In Poland, lung cancer is the most common malignant tumour in men, and the third most common in women. It is the most frequent cause of tumour-related deaths.

As stated by Professor Jan Skokowski, the President of the Lung Cancer Treatment Association(Stowarzyszenie Walki z Rakiem Płuca), there are over 21 thousand patients per year in Poland. “There are more or less as many deaths caused by lung cancer," he stresses.

This is more than the number of deaths caused by breast cancer, colon cancer, and prostate cancer combined.

Smokers are the most susceptible

The majority of lung cancer patients are composed of smokers (including passive smokers). According to the European Code Against Cancer, smoking is responsible for 87–91 percent of lung cancer cases in men and 57–86 percent in women. This means that there are areas in the world, including Poland, where almost all patients are smokers.

Professor Skokowski stresses that in the case of males, we are dealing with incidence stabilisation; men smoke less, and this is reflected in statistics. The trend in women is the opposite – there are more cases since there are more smokers. However, men continue to dominate the statistics with approximately 15 thousand cases per year.


Prof. Skokowski stresses that lung cancer does not have any specific symptoms. The most common one is coughing, and its nature and intensification depend on the advancement of the tumour. The disease often does not display any symptoms.

As suggested by the Lung Cancer Treatment Association, if we want to know if this problem concerns us, we should answer the following questions:

  1. Are you over 40 years old?
  2. Do you smoke?
  3. Are you regularly exposed to inhaling cigarette smoke?
  4. Did anyone in your family have lung cancer?

If you replied yes to three or more questions, you should get tested.

Warning signals are also provided by such symptoms as a different cough, particularly in the case of long-time smokers, blood in expectoration, chest pains, pain near shoulders, pain while breathing, frequent inflammation of upper respiratory tract, breathlessness, unexplained loss of body mass, fatigue, and lack of energy for no apparent reason.

What tests should be made?

The most common test is an X-ray. A computer tomography scan of the chest is made in order to obtain a more precise image.

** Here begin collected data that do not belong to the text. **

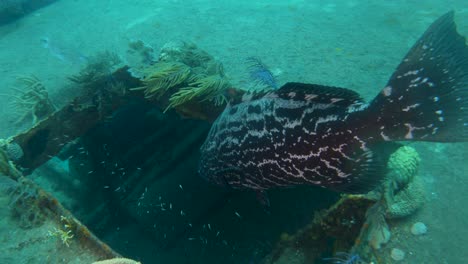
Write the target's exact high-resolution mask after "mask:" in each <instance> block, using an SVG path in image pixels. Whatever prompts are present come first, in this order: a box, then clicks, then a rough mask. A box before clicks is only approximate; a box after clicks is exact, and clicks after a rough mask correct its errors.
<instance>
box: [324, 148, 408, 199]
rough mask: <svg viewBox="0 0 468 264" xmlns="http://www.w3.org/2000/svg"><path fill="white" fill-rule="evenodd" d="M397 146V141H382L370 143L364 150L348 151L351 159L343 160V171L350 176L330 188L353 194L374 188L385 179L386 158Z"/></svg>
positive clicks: (363, 191) (370, 189) (354, 150)
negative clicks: (382, 142) (344, 165)
mask: <svg viewBox="0 0 468 264" xmlns="http://www.w3.org/2000/svg"><path fill="white" fill-rule="evenodd" d="M399 147H401V144H399V143H394V142H383V143H378V144H372V145H370V146H369V147H368V149H367V150H365V151H363V150H361V149H359V150H354V151H353V152H350V153H348V155H349V156H350V157H351V158H352V160H346V161H344V165H345V166H344V171H346V172H347V173H349V174H350V176H348V177H346V178H345V179H344V182H343V183H340V184H338V185H334V186H331V188H332V189H333V190H335V191H338V192H344V193H355V194H358V193H361V194H362V193H367V192H369V191H371V190H374V189H375V188H376V187H378V186H379V185H380V184H381V183H382V182H383V180H384V179H385V176H386V174H387V162H388V159H389V157H390V155H391V154H392V153H393V152H395V151H396V150H397V149H398V148H399Z"/></svg>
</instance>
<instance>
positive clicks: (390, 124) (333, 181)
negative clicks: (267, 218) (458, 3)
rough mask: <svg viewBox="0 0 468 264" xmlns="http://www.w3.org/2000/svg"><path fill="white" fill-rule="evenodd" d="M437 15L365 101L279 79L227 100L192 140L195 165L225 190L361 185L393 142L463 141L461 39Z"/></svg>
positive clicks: (461, 51)
mask: <svg viewBox="0 0 468 264" xmlns="http://www.w3.org/2000/svg"><path fill="white" fill-rule="evenodd" d="M453 17H454V13H453V12H449V13H447V14H445V15H443V16H442V17H440V18H439V19H437V20H436V21H435V22H434V23H433V24H432V25H431V26H430V27H429V28H428V29H427V30H426V32H425V33H424V34H423V35H422V37H421V38H420V39H419V40H418V41H417V42H416V43H415V44H414V46H413V47H412V48H411V49H410V51H409V52H408V54H407V55H406V57H405V58H404V59H403V61H402V62H401V64H400V65H399V66H398V68H397V69H396V71H395V72H394V73H393V75H392V76H391V77H390V80H389V81H388V83H387V85H386V86H385V88H383V89H382V90H381V91H380V93H379V94H378V95H377V96H376V97H375V98H374V99H373V100H372V101H371V102H369V103H367V102H365V101H364V100H363V99H362V98H361V97H360V95H359V94H358V93H356V92H354V91H352V90H349V89H345V88H338V87H327V86H323V85H315V84H302V83H287V84H285V85H284V86H282V87H281V88H279V89H277V90H270V91H268V92H265V93H263V94H247V95H245V96H244V98H243V100H242V101H239V102H233V103H231V104H230V105H228V106H227V107H226V109H225V110H224V111H223V113H222V114H221V115H220V116H219V117H218V118H217V120H216V121H215V122H214V124H213V126H212V127H211V130H210V132H209V134H208V136H207V138H206V141H205V143H204V144H203V145H202V147H201V157H200V166H199V173H200V174H201V175H202V176H203V177H204V178H205V179H207V180H208V181H210V182H213V183H215V184H218V185H222V186H226V187H229V188H233V189H253V190H257V191H260V192H262V191H263V190H266V189H269V188H273V187H288V186H297V185H316V186H321V187H324V188H329V189H333V190H336V191H340V192H349V193H360V192H364V191H368V190H369V189H372V188H373V187H375V186H376V185H377V184H378V183H379V182H381V179H382V178H383V177H384V175H385V167H386V157H385V156H386V155H385V153H384V152H383V151H381V149H382V148H383V147H385V146H390V145H392V142H394V141H435V142H461V141H468V47H467V46H466V44H465V38H464V37H462V36H460V35H459V34H458V33H457V31H456V26H455V23H454V21H453Z"/></svg>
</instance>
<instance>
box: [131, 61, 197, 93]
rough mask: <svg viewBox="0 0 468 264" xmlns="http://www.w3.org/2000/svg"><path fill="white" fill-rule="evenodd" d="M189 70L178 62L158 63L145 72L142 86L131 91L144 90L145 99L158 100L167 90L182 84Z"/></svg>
mask: <svg viewBox="0 0 468 264" xmlns="http://www.w3.org/2000/svg"><path fill="white" fill-rule="evenodd" d="M190 72H191V71H190V68H189V67H188V66H187V65H185V64H183V63H178V62H160V63H156V64H155V65H153V66H152V67H151V68H149V69H148V70H147V73H148V74H147V76H146V77H145V78H144V79H143V80H142V81H143V86H142V87H137V88H132V89H131V90H133V91H137V90H144V92H145V97H146V98H153V97H156V98H159V97H160V96H162V95H163V94H164V93H165V92H167V91H168V90H169V89H171V88H173V87H175V86H177V85H179V84H181V83H183V82H184V81H186V80H187V78H188V77H189V76H190Z"/></svg>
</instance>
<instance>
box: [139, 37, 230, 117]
mask: <svg viewBox="0 0 468 264" xmlns="http://www.w3.org/2000/svg"><path fill="white" fill-rule="evenodd" d="M141 75H142V78H141V81H142V84H143V85H142V86H141V87H136V88H132V90H133V91H140V90H142V91H144V94H145V97H146V98H147V99H152V100H160V101H162V102H163V103H164V104H165V105H166V110H167V109H171V108H176V109H178V110H180V109H181V108H183V106H184V105H185V104H190V103H197V102H203V101H211V102H213V103H214V105H216V106H218V105H222V104H224V103H226V98H225V95H224V93H225V91H226V90H227V89H228V88H229V87H230V84H229V80H228V79H227V77H226V76H225V74H224V70H223V67H222V65H221V63H219V62H217V61H216V60H215V59H214V58H213V57H212V56H210V55H209V54H208V53H206V52H205V51H203V50H201V49H199V48H198V47H197V46H195V45H194V44H189V43H185V42H183V43H172V42H171V43H168V44H166V45H165V46H164V47H163V48H162V50H161V53H160V56H159V60H158V61H157V62H155V63H154V64H152V65H150V66H148V67H147V68H146V69H144V70H143V71H142V73H141Z"/></svg>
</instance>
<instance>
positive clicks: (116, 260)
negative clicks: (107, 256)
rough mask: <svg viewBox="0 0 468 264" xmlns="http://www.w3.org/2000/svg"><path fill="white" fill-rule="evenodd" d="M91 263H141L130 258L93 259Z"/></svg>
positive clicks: (131, 263)
mask: <svg viewBox="0 0 468 264" xmlns="http://www.w3.org/2000/svg"><path fill="white" fill-rule="evenodd" d="M92 264H141V262H138V261H135V260H132V259H126V258H113V259H106V260H101V261H95V262H93V263H92Z"/></svg>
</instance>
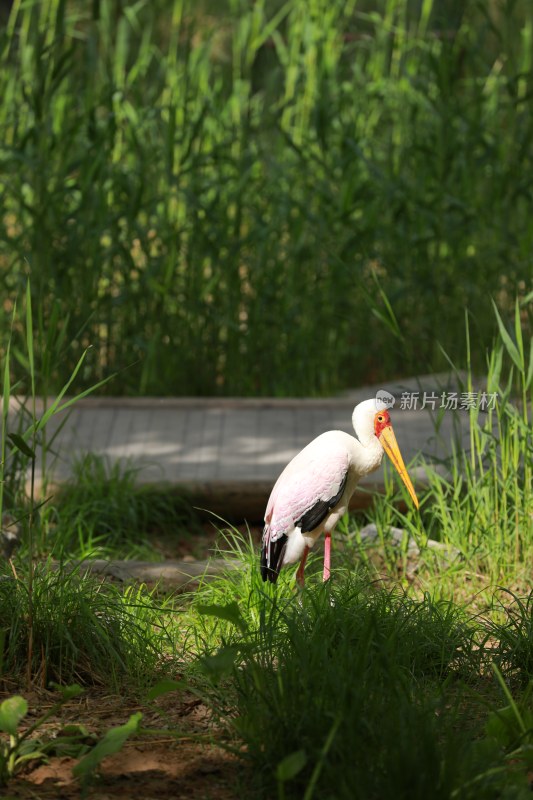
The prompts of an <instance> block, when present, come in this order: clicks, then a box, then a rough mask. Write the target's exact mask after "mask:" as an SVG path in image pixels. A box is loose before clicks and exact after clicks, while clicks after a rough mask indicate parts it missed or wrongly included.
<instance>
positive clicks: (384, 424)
mask: <svg viewBox="0 0 533 800" xmlns="http://www.w3.org/2000/svg"><path fill="white" fill-rule="evenodd" d="M353 426H354V428H355V432H356V434H357V436H358V437H359V440H360V441H361V443H362V444H365V440H366V442H369V441H372V437H375V438H376V439H377V440H378V441H379V443H380V445H381V446H382V448H383V450H384V451H385V453H386V454H387V455H388V457H389V458H390V460H391V461H392V463H393V465H394V467H395V469H396V471H397V472H398V475H399V476H400V478H401V479H402V481H403V482H404V484H405V488H406V489H407V491H408V492H409V495H410V497H411V499H412V501H413V503H414V504H415V506H416V508H418V505H419V504H418V498H417V496H416V493H415V490H414V487H413V484H412V483H411V479H410V477H409V475H408V473H407V469H406V466H405V464H404V460H403V458H402V454H401V452H400V448H399V446H398V442H397V441H396V436H395V434H394V430H393V428H392V423H391V419H390V415H389V412H388V410H387V406H386V405H385V404H384V403H382V402H381V401H380V400H375V399H373V400H365V401H364V402H363V403H359V405H358V406H356V407H355V409H354V412H353Z"/></svg>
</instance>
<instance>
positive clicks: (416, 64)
mask: <svg viewBox="0 0 533 800" xmlns="http://www.w3.org/2000/svg"><path fill="white" fill-rule="evenodd" d="M532 59H533V5H532V4H531V3H529V2H527V0H523V2H518V1H517V2H513V1H512V0H492V1H491V0H486V2H477V1H476V0H467V1H466V2H459V0H457V1H456V2H450V1H448V2H445V0H360V1H359V2H357V1H356V0H348V1H347V0H287V2H282V0H256V1H255V2H252V0H226V2H223V0H216V2H215V0H213V2H207V0H205V2H199V0H195V1H194V2H192V0H191V2H188V0H149V2H148V1H145V0H140V1H139V2H130V0H93V2H92V3H82V2H74V0H72V2H67V1H66V0H42V2H25V3H21V2H17V0H15V2H14V3H13V6H12V9H11V13H10V15H7V14H6V13H4V17H3V21H2V27H1V29H0V98H1V104H0V277H1V281H2V295H3V306H4V312H5V313H4V314H3V316H2V323H1V330H0V335H1V337H2V341H7V339H8V336H9V331H10V325H11V313H10V312H11V309H12V307H13V302H14V301H15V298H16V297H17V294H18V293H20V291H21V288H22V287H23V286H24V285H25V280H26V275H27V274H28V273H30V274H31V277H32V292H33V294H34V307H35V308H36V309H39V324H38V331H37V332H36V335H37V336H38V337H40V339H41V343H42V344H43V345H45V346H44V347H42V348H37V352H40V353H41V356H40V358H41V359H46V355H45V353H46V352H48V354H49V357H48V361H47V362H46V364H45V363H44V362H43V363H42V364H41V372H42V375H43V376H46V381H47V388H48V389H50V390H52V391H53V390H54V389H55V388H57V387H59V386H60V385H62V384H63V383H64V381H65V379H66V376H68V375H69V374H70V372H71V371H72V368H73V366H74V365H75V363H76V362H77V359H78V358H79V356H80V353H81V351H82V350H83V348H85V347H86V346H88V345H89V344H90V345H93V349H92V351H91V354H90V356H89V358H88V359H87V360H86V367H85V372H84V375H83V376H80V377H81V381H80V383H81V384H82V385H89V384H91V383H93V382H95V381H96V380H98V379H100V378H102V377H105V376H106V375H108V374H110V373H111V372H113V371H115V370H121V372H120V376H119V377H118V378H116V379H114V380H113V381H111V382H110V383H109V384H108V385H107V386H106V389H105V390H106V391H108V392H110V393H113V394H119V393H126V394H137V393H143V394H274V395H283V394H302V395H303V394H320V393H328V392H332V391H336V390H338V389H340V388H343V387H347V386H354V385H356V384H357V383H360V382H363V381H371V380H380V379H382V378H385V377H387V378H392V377H394V376H399V375H404V376H405V375H407V374H409V373H420V372H425V371H427V370H430V369H440V368H442V366H443V365H444V364H445V360H444V356H443V354H442V352H441V345H442V346H443V347H444V348H445V350H446V352H447V353H448V354H449V355H450V356H451V357H452V358H453V359H456V360H458V361H460V360H461V358H462V354H463V348H464V342H465V336H464V309H465V307H467V308H468V309H469V311H470V312H471V315H472V320H473V322H472V334H473V342H474V345H473V357H474V363H475V366H477V367H478V368H479V369H482V368H483V366H484V358H485V347H487V346H489V345H490V343H491V340H492V336H493V333H494V315H493V314H492V313H491V306H490V297H493V298H494V299H495V300H496V302H497V304H498V305H499V307H500V309H501V310H502V312H503V313H504V315H505V313H506V312H507V311H508V310H509V308H510V307H511V306H512V305H513V304H514V299H515V296H516V294H518V295H519V296H521V297H523V296H524V295H525V294H527V293H528V292H529V291H530V290H531V283H530V282H531V275H532V272H533V270H532V263H533V255H532V253H533V213H532V207H533V95H532V87H533V81H532V78H533V74H532ZM387 298H388V300H387ZM388 301H390V304H391V305H390V306H389V305H388ZM524 313H525V312H524ZM15 333H16V332H15ZM15 352H16V348H15ZM51 354H53V357H52V355H51ZM26 366H27V365H26ZM25 372H26V370H25V365H24V363H23V358H22V357H21V359H20V374H21V378H22V380H23V379H24V378H23V376H24V374H25ZM43 379H44V378H43ZM21 386H22V384H21Z"/></svg>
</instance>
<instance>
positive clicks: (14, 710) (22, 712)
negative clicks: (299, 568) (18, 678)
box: [0, 695, 28, 736]
mask: <svg viewBox="0 0 533 800" xmlns="http://www.w3.org/2000/svg"><path fill="white" fill-rule="evenodd" d="M27 713H28V702H27V700H25V699H24V698H23V697H21V696H20V695H14V697H8V698H7V700H4V702H3V703H2V704H0V731H4V732H5V733H9V734H10V735H11V736H16V733H17V728H18V726H19V723H20V721H21V720H22V719H24V717H25V716H26V714H27Z"/></svg>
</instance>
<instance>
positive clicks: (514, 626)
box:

The diagnosis also requires a bronchoscopy and collection of the diagnostic material is recommended.

“The diagnosis may only be based on a microscope study, it is the only certain method," states Professor Skokowski.

Lung cancer treatment

The treatment may include surgery, radiotherapy, and chemotherapy, or a combination of these methods.

Professor Skokowski notes that there are two main types of lung cancer: non-small-cell and small-cell.

The most common form is non-small-cell lung cancer. It is usually removed surgically, but only approximately 15 percent of the patients in Poland are subject to surgery.

“At diagnosis, almost 85 percent of lung cancer cases are inoperable," says Professor Skokowski.

Lung cancer cannot be surgically resected if the tumour has spread to other organs or its location within the lungs prevents the procedure.

Small-cell lung cancer is more sensitive to chemotherapy. The lifespan for such cancer is shorter, since the disease evolves faster.